Il percorso motivazionale
La Corte d'appello ha accolto il ricorso e, in riforma dell'ordinanza di prime cure, dichiarato ammissibile la forma del ricorso mediante procedimento sommario cognitivo (articolo 702 bis Codice procedura civile). Soffermandosi sul riformato articolo 1137 Codice civile, la Corte messinese rammenta che il legislatore ha sostituito la forma introduttiva per impugnare le delibere assembleari. È stata espunta la dicitura «può fare ricorso all’autorità giudiziaria» e sostituita con «può adire l’autorità giudiziaria».
Secondo la Corte decidente, siffatto disposto lascerebbe sottintendere, stante l'assenza di contraria indicazione, che l'atto introduttivo del giudizio impugnatorio deve essere la citazione e non il ricorso, sicché non può esservi discrezionalità alcuna nella individuazione dello strumento da impiegare.Ammette, tuttavia, che il procedimento sommario di cognizione, esprimendo valenza dichiarativa costituisce un rito cognitivo speciale che si aggiunge a quello ordinario.
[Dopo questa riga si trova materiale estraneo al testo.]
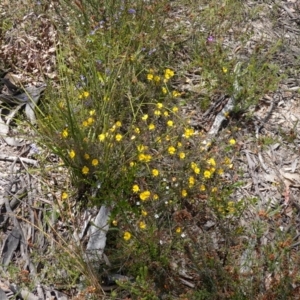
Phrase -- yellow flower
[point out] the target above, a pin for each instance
(65, 133)
(227, 161)
(119, 137)
(135, 188)
(127, 236)
(202, 188)
(191, 181)
(207, 174)
(232, 142)
(142, 225)
(101, 137)
(145, 117)
(145, 195)
(72, 154)
(171, 150)
(155, 172)
(95, 162)
(170, 123)
(85, 170)
(178, 230)
(183, 193)
(150, 77)
(151, 126)
(211, 162)
(188, 132)
(175, 94)
(64, 196)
Asserisce altresì che l'individuazione del rito compete all’attore e osserva che il legislatore, coniando la terminologia «processo sommario di cognizione», ha rimarcato che l’elemento caratterizzante risiede nella sommarietà del procedimento.
Ripercorre, inoltre, la vigenza dell'articolo 1137 Codice civile pre-riforma nella quale gli interpreti si interrogarono sul termine «ricorso»: se si doveva intendere come unico strumento utilizzabile o se, invece, andava considerato in senso a-tecnico. Su tale punto nevralgico era intervenuta, ante-riforma, la Corte in composizione unitaria (Cassazione 8491/2011) chiarendo definitivamente che le impugnazioni potevano essere introdotte in entrambe le modalità. Conclude, infine, rammentando che in séguito alla riscrittura del citato disposto era comparso il problema opposto, se l’impugnativa delle delibere assembleari poteva essere azionata anche con ricorso o se la sua proposizione doveva ritenersi inammissibile.
I precedenti
Sulla questione, la Corte messinese, uniformandosi all'insegnamento della Corte ambrosiana (Corte di appello di Milano 26 marzo 2019, numero 1349) asserisce che, sebbene l’atto di citazione sia lo strumento da utilizzare per l’introduzione del giudizio di impugnazione delle delibere assembleari condominiali, nulla impedisce l'impiego del ricorso sempreché l'impugnante si premuri di perfezionare il deposito in cancelleria nel rispetto del termine decadenziale previsto dall’articolo 1137 Codice civile. Tali passaggi motivazionali hanno indotto la Corte messinese a ritenere ammissibile, e quindi applicabile all'impugnativa delle delibere assembleari, lo strumento previsto dall'articolo 702 bis Codice procedura civile.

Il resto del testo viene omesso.